L'histoire tourne autour d'un groupe anglophone, ce qui n'a pas de grande conséquence linguistique dans l'original, mais dès que vous changez leurs voix en anglais, ils doivent sonner authentiquement comme des Africains parlant anglais, et ils doivent avoir des voix distinctes. assez pour suggérer qu'ils viennent d'un éventail de pays différents.

Et voyez-vous que traduire son travail, comme The Gurugu Pledge, est un acte politique?

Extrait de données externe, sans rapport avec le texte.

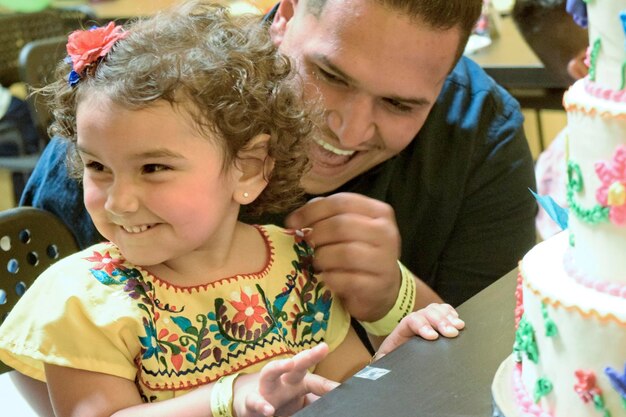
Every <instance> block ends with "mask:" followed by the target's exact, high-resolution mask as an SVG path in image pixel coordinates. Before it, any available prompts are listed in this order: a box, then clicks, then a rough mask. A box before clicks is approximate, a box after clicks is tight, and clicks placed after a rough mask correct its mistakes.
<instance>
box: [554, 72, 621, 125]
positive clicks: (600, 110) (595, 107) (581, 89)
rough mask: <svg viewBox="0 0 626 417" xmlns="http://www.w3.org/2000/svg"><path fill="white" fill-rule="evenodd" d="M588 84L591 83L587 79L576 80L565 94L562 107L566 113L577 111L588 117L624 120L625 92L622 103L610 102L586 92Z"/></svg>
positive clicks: (600, 87) (586, 78) (590, 81)
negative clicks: (608, 118) (591, 116)
mask: <svg viewBox="0 0 626 417" xmlns="http://www.w3.org/2000/svg"><path fill="white" fill-rule="evenodd" d="M588 83H591V81H589V79H588V78H584V79H582V80H578V81H576V82H575V83H574V84H573V85H572V86H571V87H570V88H569V89H568V90H567V91H566V92H565V94H564V95H563V107H564V108H565V110H566V111H567V112H574V111H578V112H581V113H583V114H587V115H590V116H600V117H603V118H616V119H626V106H625V105H626V90H624V101H611V100H608V99H605V98H603V97H601V96H600V97H599V96H598V95H597V94H598V93H597V91H596V92H595V93H590V92H588V91H587V84H588ZM596 85H597V84H596ZM598 88H601V87H598Z"/></svg>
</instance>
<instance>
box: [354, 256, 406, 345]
mask: <svg viewBox="0 0 626 417" xmlns="http://www.w3.org/2000/svg"><path fill="white" fill-rule="evenodd" d="M398 265H399V266H400V272H401V274H402V281H401V282H400V291H399V292H398V298H397V299H396V303H395V304H394V305H393V307H391V310H389V312H388V313H387V314H386V315H385V317H383V318H382V319H380V320H378V321H375V322H373V323H370V322H366V321H363V322H360V323H361V324H362V325H363V328H364V329H365V331H367V332H368V333H369V334H371V335H374V336H387V335H388V334H389V333H391V332H392V331H393V329H395V328H396V326H397V325H398V323H400V320H402V319H403V318H404V317H405V316H406V315H407V314H409V313H410V312H411V311H413V306H414V305H415V297H416V295H417V294H416V291H415V277H414V276H413V274H412V273H411V271H409V270H408V269H407V268H406V267H405V266H404V265H402V263H401V262H400V261H398Z"/></svg>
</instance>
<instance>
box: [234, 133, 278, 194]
mask: <svg viewBox="0 0 626 417" xmlns="http://www.w3.org/2000/svg"><path fill="white" fill-rule="evenodd" d="M269 141H270V135H268V134H266V133H262V134H259V135H256V136H255V137H254V138H252V140H250V142H249V143H248V145H247V146H246V147H245V148H243V149H242V150H240V151H239V153H238V154H237V159H236V161H235V169H236V170H238V171H239V179H238V182H237V185H236V187H235V191H234V195H233V199H234V200H235V201H236V202H238V203H239V204H241V205H245V204H250V203H252V202H253V201H254V200H256V198H257V197H258V196H259V195H260V194H261V193H262V192H263V190H264V189H265V187H267V181H268V179H269V177H270V175H271V174H272V170H273V169H274V160H273V159H272V158H271V157H270V156H269V155H268V147H269Z"/></svg>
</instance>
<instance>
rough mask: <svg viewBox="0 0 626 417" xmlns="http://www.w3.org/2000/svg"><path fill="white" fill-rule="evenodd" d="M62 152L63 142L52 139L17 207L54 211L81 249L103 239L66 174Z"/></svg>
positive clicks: (79, 191) (76, 190) (103, 238)
mask: <svg viewBox="0 0 626 417" xmlns="http://www.w3.org/2000/svg"><path fill="white" fill-rule="evenodd" d="M66 155H67V142H66V141H64V140H62V139H59V138H56V137H55V138H52V140H51V141H50V143H48V145H47V146H46V149H44V152H43V154H42V155H41V158H40V159H39V162H38V163H37V166H36V167H35V170H34V171H33V173H32V174H31V176H30V178H29V179H28V183H27V184H26V188H25V189H24V192H23V193H22V197H21V199H20V206H32V207H37V208H40V209H43V210H46V211H49V212H51V213H53V214H55V215H56V216H57V217H58V218H59V219H61V221H62V222H63V223H65V224H66V225H67V226H68V228H69V229H70V230H71V232H72V234H73V235H74V239H76V242H77V243H78V245H79V247H80V248H81V249H83V248H86V247H88V246H91V245H92V244H94V243H97V242H101V241H102V240H104V238H103V237H102V236H100V234H99V233H98V232H97V230H96V228H95V226H94V225H93V222H92V221H91V217H89V214H88V213H87V210H86V209H85V205H84V204H83V189H82V187H81V184H80V183H79V182H78V181H77V180H75V179H72V178H70V177H69V176H68V172H67V167H66V162H65V161H66Z"/></svg>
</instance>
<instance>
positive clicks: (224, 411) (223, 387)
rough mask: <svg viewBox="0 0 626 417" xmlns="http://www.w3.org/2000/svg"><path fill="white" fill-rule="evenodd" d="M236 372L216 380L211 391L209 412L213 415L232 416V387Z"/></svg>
mask: <svg viewBox="0 0 626 417" xmlns="http://www.w3.org/2000/svg"><path fill="white" fill-rule="evenodd" d="M238 376H239V374H238V373H236V374H232V375H226V376H223V377H221V378H220V379H218V380H217V382H216V383H215V385H214V386H213V390H212V391H211V413H212V414H213V417H233V416H234V414H233V397H234V395H233V388H234V387H235V380H236V379H237V377H238Z"/></svg>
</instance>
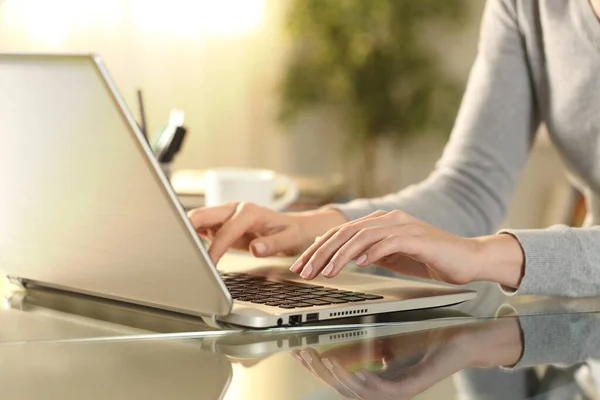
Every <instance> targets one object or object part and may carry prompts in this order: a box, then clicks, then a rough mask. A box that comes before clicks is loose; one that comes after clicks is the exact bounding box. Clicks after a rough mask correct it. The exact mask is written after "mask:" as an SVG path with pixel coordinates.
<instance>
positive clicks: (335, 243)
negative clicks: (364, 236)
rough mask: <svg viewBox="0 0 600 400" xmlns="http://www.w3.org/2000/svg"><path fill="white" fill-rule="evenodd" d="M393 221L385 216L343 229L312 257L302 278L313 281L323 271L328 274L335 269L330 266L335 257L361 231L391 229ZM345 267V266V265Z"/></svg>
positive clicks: (333, 266)
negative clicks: (324, 269) (329, 272)
mask: <svg viewBox="0 0 600 400" xmlns="http://www.w3.org/2000/svg"><path fill="white" fill-rule="evenodd" d="M392 224H393V221H392V220H391V219H389V218H387V219H386V218H385V216H380V217H375V218H372V219H369V220H365V221H362V222H361V223H359V224H356V225H350V226H345V227H342V228H340V229H339V230H338V232H336V233H335V234H334V235H333V236H331V238H329V240H327V241H326V242H325V243H323V244H322V245H321V246H320V247H319V248H318V249H317V250H316V251H315V252H314V253H313V254H312V256H311V258H310V259H309V260H308V262H307V263H306V266H305V267H304V269H303V270H302V272H301V274H300V276H302V277H303V278H305V279H312V278H314V277H315V276H317V275H318V274H319V273H320V272H321V271H322V270H323V269H325V268H327V270H328V272H330V271H332V269H333V268H334V267H335V266H333V265H329V262H330V261H331V259H332V257H333V255H334V254H335V253H336V252H337V251H338V250H339V249H340V248H341V247H342V246H343V245H344V244H346V242H348V241H350V240H351V239H352V238H353V237H354V236H355V235H356V234H358V233H359V232H360V231H362V230H365V229H368V228H374V227H389V226H392ZM344 265H345V264H344ZM344 265H339V264H338V268H340V269H341V268H343V267H344Z"/></svg>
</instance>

JS: Oui. Pour revenir à la façon dont j'ai rencontré pour la première fois le travail de Juan Tomás, et en fait à quel point je suis devenu un peu concentré sur les traductions africaines (du portugais et de l'espagnol), c'était d'abord de l'opportunisme, à la recherche d'un travail là où les autres n'étaient pas. Mais cela s'est transformé en enthousiasme, parce que ce que j'ai fini par lire était tellement plus frais et plus intéressant, puis c'est devenu une sorte d'activisme, car il faut beaucoup d'efforts pour intéresser les éditeurs à des auteurs inconnus de lieux à la mode. Je dois ajouter, même s'il va sans dire, que la possibilité de lire en anglais des publications de différentes cultures est bénéfique pour toutes les parties concernées.

Sur quoi travaillez-vous tous les deux maintenant?

JTÁL: Je suis toujours occupé avec des projets créatifs, car bien que j'ai pas mal de livres publiés, j'ai aussi plusieurs manuscrits inédits, et donc il y a toujours du travail à faire pour les améliorer.

JS: Je viens de terminer l'édition d'une collection narrative non-fiction appelée Refugees Worldwide, mais je suis par ailleurs «entre les projets», c'est-à-dire en attendant et en espérant que les éditeurs mordent.